Monday, March 22, 2004

Do you know how some nights are more haunted than others? When you can’t let the past go… or perhaps, when it refuses to cut you free.
I have been remembering all day today, things I try not to. Mostly, I push painful memories into an over-used staleness which blunts their power, but these remembrances refuse to give in. I wouldn’t want them to, perhaps. I recall them to focus on the happy side, I hide them in mists of forgetfulness, I get high to let it hurt less. Sometimes these things work. Tonight though they don’t.
The memories don’t hurt exactly, they are far too sweet. But what does then? My weakness?

Friday, March 19, 2004

I feel so romantic today! It’s not just today I think, have been feeling all peaceful and lovin’ since yesterday.
I just want to pick up the phone and sing a perfectly mushy song (Unchained Melody, why not?) to the man of my dreams. Write the silliest love letter so that I can imagine his loving-foolish grin as he reads it.
Lie in bed and dream up things to tell him and yes, do to him to. Play a foolish prank on him, just because.
And instead, here I am, dreaming of the man who will not tell me who he is. He will look over my shoulder as I type all this out, walk next to me when I’m on the streets by myself but he will refuse to tell me who he’s with when he is not with me. I don’t even know if I should be jealous. A pretty state of affairs!
I tried to watch ‘Dangerous Liaisons’, but I couldn’t.

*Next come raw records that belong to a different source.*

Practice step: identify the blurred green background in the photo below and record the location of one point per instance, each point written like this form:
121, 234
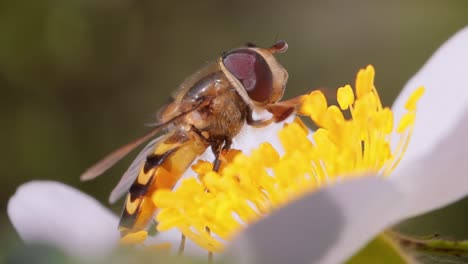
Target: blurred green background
79, 78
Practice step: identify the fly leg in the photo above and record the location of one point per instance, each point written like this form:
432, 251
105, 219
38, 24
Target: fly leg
280, 111
218, 146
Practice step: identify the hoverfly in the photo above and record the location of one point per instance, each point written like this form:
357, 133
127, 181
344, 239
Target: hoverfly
207, 110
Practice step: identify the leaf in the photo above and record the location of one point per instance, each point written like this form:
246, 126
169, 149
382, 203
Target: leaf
381, 250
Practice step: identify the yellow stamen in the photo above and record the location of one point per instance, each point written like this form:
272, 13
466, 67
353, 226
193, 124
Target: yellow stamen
134, 238
247, 188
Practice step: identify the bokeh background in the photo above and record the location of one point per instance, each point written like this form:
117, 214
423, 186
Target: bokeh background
79, 78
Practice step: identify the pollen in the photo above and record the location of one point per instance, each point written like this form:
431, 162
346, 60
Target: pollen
353, 139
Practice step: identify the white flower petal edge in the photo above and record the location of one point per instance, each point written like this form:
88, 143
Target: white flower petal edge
325, 227
61, 216
431, 175
433, 171
445, 76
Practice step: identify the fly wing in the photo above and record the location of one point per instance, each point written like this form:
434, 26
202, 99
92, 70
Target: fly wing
109, 161
132, 172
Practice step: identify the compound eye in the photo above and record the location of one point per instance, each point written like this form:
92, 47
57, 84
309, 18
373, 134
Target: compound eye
252, 71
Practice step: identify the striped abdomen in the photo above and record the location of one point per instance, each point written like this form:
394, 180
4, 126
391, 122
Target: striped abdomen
162, 169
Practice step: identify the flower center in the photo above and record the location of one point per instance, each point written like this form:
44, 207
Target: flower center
212, 208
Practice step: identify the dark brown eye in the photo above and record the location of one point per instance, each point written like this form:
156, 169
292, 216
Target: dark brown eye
252, 71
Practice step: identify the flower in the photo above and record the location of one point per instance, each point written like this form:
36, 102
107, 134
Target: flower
250, 187
326, 226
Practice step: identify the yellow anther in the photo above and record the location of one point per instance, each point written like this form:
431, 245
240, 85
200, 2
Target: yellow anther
134, 238
345, 97
314, 105
249, 187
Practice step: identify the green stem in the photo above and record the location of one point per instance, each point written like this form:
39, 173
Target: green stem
431, 245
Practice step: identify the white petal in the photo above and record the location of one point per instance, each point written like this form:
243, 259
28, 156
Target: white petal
61, 216
325, 227
250, 137
173, 237
445, 77
440, 177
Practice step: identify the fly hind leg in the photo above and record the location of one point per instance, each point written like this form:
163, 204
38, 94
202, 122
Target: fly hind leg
218, 146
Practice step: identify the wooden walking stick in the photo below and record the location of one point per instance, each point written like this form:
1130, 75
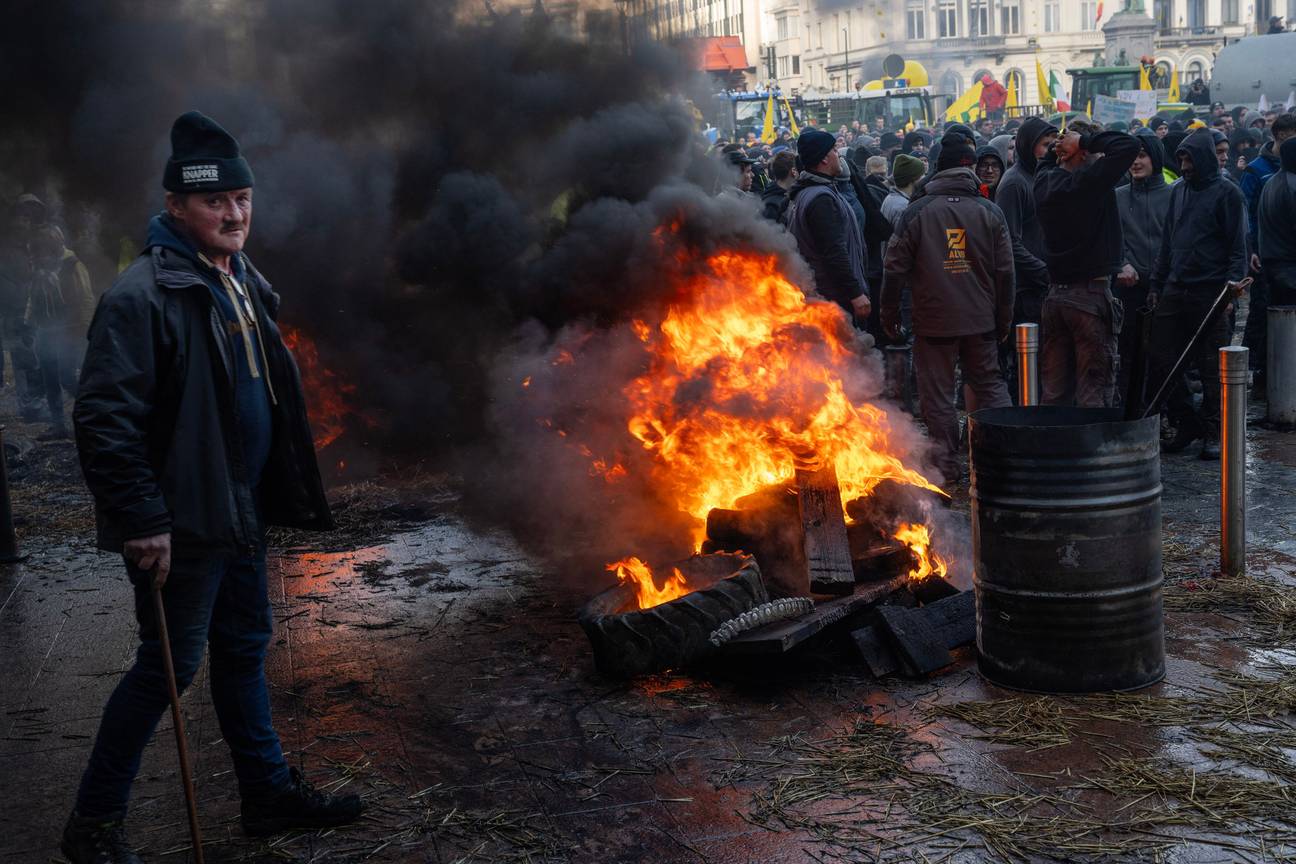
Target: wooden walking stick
178, 722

The way I feel, I cannot handle somebody being so very cynical about love. I know that’s how it can be – but it doesn’t have to be like that! That is how I felt all this time. Then I was weary, fed up with the pragmatism that seemed to the universe’s reply to my pleas for some crazy loving (and I don’t mean sex, boys). And now, here I am, deeply in love and darned if I know what the dratted man is doing now. Has vanished into thin air, he has. I do not understand why he does this. Every now and then, it’s like he never was. No replies, no acknowledgements even, of my presence in his life. Is that any way to treat the woman he plans to marry?

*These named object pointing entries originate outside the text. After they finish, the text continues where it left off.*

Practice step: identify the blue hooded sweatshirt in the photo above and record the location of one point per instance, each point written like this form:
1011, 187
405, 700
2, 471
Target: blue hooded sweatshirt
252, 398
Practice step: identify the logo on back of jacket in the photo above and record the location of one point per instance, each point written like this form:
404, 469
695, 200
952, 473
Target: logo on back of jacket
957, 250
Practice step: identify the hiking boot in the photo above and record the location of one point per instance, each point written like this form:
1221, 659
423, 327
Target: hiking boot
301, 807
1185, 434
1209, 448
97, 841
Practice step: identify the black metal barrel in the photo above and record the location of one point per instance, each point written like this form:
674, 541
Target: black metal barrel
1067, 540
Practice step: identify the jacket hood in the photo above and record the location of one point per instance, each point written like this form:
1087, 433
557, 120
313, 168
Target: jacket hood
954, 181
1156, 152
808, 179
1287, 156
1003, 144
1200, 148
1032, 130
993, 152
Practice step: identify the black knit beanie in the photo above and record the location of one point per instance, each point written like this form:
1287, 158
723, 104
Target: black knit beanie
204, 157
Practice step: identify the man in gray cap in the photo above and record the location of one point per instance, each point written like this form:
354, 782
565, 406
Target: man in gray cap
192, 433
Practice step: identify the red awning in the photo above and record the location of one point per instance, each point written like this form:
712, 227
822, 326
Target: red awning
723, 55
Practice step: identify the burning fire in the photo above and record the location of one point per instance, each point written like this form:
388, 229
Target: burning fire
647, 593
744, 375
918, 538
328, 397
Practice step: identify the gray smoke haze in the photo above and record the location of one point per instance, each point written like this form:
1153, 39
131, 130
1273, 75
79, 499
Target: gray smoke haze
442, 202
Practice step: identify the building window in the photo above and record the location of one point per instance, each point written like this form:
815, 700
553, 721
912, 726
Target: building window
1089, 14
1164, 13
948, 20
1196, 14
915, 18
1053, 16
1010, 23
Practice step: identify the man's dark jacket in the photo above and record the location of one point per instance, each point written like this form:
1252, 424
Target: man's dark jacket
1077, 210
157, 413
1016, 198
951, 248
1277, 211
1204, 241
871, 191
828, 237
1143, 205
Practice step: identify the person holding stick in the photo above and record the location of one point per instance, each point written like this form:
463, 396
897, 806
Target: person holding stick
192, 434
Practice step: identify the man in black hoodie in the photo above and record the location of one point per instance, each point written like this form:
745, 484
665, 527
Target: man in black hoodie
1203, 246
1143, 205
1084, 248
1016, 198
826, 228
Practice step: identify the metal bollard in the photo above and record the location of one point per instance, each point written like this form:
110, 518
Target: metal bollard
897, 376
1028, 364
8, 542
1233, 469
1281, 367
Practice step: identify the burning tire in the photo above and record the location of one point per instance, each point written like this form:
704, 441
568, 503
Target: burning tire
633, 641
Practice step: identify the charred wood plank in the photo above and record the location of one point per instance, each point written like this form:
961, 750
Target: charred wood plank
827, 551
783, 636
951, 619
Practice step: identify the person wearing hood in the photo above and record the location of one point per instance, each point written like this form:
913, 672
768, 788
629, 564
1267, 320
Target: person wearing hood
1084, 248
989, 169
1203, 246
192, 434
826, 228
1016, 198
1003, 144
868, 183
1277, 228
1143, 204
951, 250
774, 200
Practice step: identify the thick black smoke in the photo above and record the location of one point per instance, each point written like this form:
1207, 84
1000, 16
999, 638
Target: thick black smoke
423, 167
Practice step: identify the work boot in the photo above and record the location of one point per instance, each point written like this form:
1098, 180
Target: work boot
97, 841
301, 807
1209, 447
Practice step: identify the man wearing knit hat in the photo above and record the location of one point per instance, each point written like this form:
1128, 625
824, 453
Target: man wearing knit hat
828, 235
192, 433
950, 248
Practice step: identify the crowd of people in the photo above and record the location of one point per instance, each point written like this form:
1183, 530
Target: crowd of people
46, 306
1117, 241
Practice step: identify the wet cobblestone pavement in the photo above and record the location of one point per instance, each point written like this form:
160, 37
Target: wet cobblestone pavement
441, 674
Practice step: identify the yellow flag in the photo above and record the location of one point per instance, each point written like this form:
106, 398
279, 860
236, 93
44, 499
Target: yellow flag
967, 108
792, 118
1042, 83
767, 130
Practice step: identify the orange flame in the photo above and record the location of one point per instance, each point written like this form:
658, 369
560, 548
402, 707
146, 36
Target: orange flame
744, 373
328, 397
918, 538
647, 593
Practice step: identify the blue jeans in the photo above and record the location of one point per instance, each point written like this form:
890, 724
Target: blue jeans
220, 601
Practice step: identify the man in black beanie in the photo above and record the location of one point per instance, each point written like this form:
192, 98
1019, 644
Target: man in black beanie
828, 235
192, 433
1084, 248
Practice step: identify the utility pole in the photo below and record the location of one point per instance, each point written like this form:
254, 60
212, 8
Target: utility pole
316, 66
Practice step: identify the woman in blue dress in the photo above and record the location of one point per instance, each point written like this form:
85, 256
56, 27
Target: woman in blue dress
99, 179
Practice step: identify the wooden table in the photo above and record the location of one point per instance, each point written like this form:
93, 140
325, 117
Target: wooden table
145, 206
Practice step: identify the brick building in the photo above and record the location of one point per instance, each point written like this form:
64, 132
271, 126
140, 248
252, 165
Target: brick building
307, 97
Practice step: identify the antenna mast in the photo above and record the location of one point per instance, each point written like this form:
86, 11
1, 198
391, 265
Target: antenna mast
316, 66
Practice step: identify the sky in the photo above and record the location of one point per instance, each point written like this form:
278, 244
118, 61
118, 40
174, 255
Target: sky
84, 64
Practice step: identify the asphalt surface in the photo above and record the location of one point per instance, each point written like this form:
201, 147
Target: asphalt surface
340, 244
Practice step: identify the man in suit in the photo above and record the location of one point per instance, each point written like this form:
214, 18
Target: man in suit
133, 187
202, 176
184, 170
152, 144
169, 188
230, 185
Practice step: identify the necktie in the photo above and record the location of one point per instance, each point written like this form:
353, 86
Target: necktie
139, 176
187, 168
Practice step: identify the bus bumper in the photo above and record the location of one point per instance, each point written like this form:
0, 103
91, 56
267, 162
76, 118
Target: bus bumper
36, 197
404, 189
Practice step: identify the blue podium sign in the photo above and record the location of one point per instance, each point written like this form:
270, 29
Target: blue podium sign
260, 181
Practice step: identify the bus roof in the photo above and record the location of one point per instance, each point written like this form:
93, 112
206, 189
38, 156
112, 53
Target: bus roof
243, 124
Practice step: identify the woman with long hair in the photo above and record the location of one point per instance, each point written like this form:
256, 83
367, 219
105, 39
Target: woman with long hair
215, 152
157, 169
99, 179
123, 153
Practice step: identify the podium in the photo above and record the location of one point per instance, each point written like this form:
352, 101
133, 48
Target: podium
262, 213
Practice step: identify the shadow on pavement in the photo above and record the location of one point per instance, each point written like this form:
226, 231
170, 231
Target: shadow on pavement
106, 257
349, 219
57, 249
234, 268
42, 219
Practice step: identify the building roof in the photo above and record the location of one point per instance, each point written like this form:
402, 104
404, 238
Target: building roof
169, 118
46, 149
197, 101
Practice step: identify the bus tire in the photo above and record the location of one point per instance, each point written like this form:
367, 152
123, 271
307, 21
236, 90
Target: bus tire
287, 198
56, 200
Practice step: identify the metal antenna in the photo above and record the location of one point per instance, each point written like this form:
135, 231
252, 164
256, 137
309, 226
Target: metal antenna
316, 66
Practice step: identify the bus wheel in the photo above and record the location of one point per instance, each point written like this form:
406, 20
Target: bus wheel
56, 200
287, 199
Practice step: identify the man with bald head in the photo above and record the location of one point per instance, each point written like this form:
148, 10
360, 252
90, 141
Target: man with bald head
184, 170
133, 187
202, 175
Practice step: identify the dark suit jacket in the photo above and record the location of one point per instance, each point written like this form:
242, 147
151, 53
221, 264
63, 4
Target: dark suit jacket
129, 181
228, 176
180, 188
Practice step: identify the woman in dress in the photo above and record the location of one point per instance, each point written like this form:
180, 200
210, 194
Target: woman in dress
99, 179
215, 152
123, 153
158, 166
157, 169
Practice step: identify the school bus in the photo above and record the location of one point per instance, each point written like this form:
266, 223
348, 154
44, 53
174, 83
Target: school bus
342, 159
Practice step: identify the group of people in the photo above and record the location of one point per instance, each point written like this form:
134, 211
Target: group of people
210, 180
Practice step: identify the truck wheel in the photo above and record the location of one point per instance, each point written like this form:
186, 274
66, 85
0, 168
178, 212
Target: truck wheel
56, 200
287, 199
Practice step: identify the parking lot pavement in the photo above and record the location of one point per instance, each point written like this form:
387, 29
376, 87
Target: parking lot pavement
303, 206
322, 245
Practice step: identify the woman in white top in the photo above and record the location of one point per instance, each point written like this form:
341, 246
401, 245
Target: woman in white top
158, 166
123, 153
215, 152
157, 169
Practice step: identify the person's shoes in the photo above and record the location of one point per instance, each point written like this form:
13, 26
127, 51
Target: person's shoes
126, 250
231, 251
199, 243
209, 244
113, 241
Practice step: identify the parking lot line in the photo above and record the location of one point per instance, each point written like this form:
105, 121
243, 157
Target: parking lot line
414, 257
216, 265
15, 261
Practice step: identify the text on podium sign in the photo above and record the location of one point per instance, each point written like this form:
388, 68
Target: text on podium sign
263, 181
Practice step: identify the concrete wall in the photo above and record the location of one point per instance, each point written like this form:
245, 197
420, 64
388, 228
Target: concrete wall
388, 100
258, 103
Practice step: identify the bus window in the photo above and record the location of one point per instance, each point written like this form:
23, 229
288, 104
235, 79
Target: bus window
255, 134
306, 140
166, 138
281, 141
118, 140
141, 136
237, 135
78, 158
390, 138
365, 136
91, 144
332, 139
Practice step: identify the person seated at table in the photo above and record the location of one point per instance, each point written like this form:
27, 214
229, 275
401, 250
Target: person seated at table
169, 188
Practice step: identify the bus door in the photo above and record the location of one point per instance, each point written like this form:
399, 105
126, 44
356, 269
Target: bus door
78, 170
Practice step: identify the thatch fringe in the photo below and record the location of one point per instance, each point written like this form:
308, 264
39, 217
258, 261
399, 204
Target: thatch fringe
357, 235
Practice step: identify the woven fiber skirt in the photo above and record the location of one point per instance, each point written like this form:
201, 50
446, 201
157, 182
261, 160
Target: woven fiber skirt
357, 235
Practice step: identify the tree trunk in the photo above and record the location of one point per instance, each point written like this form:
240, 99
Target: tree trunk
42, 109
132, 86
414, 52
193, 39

This is one heck of a silly letter to match a silly mood. Might just be the heat, now that I think of it. It’s been far too hot to want to do anything remotely active or exciting.

Sunday, March 14, 2004

Confessions of a Junkie

‘The Kindly Ones’ have just changed the course of my day. Probably of the days to come as well – but who can tell, perhaps by this time tomorrow I will be asleep once more and forget what it was like to have touched awakening. Already it seems like this was the dream and not the other way around.

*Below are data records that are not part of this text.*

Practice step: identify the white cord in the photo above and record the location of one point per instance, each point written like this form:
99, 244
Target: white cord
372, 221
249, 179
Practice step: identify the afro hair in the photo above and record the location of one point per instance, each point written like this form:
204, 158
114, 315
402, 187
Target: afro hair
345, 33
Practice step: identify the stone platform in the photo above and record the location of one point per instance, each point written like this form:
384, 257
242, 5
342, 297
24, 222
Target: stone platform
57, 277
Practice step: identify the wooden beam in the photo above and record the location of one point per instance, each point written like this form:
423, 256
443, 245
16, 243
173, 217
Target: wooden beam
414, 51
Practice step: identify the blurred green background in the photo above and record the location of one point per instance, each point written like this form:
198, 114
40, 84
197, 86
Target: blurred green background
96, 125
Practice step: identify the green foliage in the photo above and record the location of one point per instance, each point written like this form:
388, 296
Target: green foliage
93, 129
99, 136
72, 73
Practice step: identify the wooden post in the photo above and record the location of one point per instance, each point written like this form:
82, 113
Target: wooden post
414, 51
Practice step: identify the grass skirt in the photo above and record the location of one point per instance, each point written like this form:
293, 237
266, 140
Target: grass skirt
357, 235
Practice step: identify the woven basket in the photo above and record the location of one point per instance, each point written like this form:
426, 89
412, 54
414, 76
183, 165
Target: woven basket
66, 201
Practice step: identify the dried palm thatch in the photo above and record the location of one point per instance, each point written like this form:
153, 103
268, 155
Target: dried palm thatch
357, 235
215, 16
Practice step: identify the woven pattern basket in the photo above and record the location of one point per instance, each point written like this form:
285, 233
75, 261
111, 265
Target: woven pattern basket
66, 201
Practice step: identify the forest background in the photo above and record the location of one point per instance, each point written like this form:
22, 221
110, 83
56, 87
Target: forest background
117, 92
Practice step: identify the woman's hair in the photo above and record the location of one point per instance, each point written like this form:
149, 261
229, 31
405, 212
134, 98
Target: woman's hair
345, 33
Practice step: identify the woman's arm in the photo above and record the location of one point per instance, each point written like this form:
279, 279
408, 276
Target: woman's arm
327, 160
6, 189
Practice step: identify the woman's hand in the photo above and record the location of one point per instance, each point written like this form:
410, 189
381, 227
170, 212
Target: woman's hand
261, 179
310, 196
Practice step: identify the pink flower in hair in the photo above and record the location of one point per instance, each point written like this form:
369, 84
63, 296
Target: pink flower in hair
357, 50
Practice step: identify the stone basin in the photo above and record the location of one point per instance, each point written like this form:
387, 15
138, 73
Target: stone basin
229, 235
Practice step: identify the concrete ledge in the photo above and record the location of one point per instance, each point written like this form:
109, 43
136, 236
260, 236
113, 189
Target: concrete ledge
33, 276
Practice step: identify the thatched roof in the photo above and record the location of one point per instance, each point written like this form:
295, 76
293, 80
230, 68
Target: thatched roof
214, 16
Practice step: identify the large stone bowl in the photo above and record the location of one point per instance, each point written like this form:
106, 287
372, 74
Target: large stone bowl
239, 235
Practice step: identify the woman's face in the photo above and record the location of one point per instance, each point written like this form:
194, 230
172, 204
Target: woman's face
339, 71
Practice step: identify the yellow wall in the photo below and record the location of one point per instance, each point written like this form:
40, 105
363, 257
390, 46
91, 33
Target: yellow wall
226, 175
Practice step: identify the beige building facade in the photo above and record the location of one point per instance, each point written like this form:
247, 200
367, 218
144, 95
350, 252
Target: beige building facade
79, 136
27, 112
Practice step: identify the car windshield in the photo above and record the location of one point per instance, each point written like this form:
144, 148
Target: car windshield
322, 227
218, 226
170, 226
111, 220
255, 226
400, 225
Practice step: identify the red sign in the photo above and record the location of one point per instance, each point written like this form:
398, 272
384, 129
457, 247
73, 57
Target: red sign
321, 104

Were there no books I would die. There are no turks, no withdrawal. I would beg around for shampoo-bottle labels, read the sides of crates, write endlessly, mindlessly, just so there would be something to read. This is addiction at its highest. And unlike other kinds, at the darkest phases I withdraw from what gives me the most comfort.

I follow other addicts around, ignoring their dark sides and give in shamelessly to their demands just so they may allow me to touch their equally jealously guarded libraries. I sit all day in a daze after a particularly strong hit and wonder if I should just curl up and will myself to die so I never to lose that feeling.

Tuesday, March 09, 2004

Met an old friend today. We talked for the longest time. She pointed out some very salient facts to me… the truth is, I have not lost the girl I was looking to be. Lost sight of her, I mean. I am not saying I am her, because there are things to do before I can be that. But she is in my head, a clear idea of where my life will go should I get to direct it. And however many cul de sacs blind me and digressions distract me, at the end of the day the truth is that I pick myself up, brush the clinging dust away and walk on.
I suppose that is why I cannot give myself. I am too much my own person. I talk about myself all the time, but I don’t think that is because I am selfish exactly. It’s more as though I’m continuously trying to unravel the threads in the mixed-upness that’s me and talking about it as I go is communication aimed as much towards myself as to any person I might be addressing my thoughts out aloud to.
Isn’t it strange? In earlier times I would have taken a succession of lovers and tried to content myself with sex. Married as a child and have children of my own to distract me from my strange thoughts. Being a girl in these enlightened times and of my liberal background means I do neither, of course. I read and attempt to educate myself and take lovers and keep seeking because I have always been assured that there is an answer. To be sure, the search is no little fun.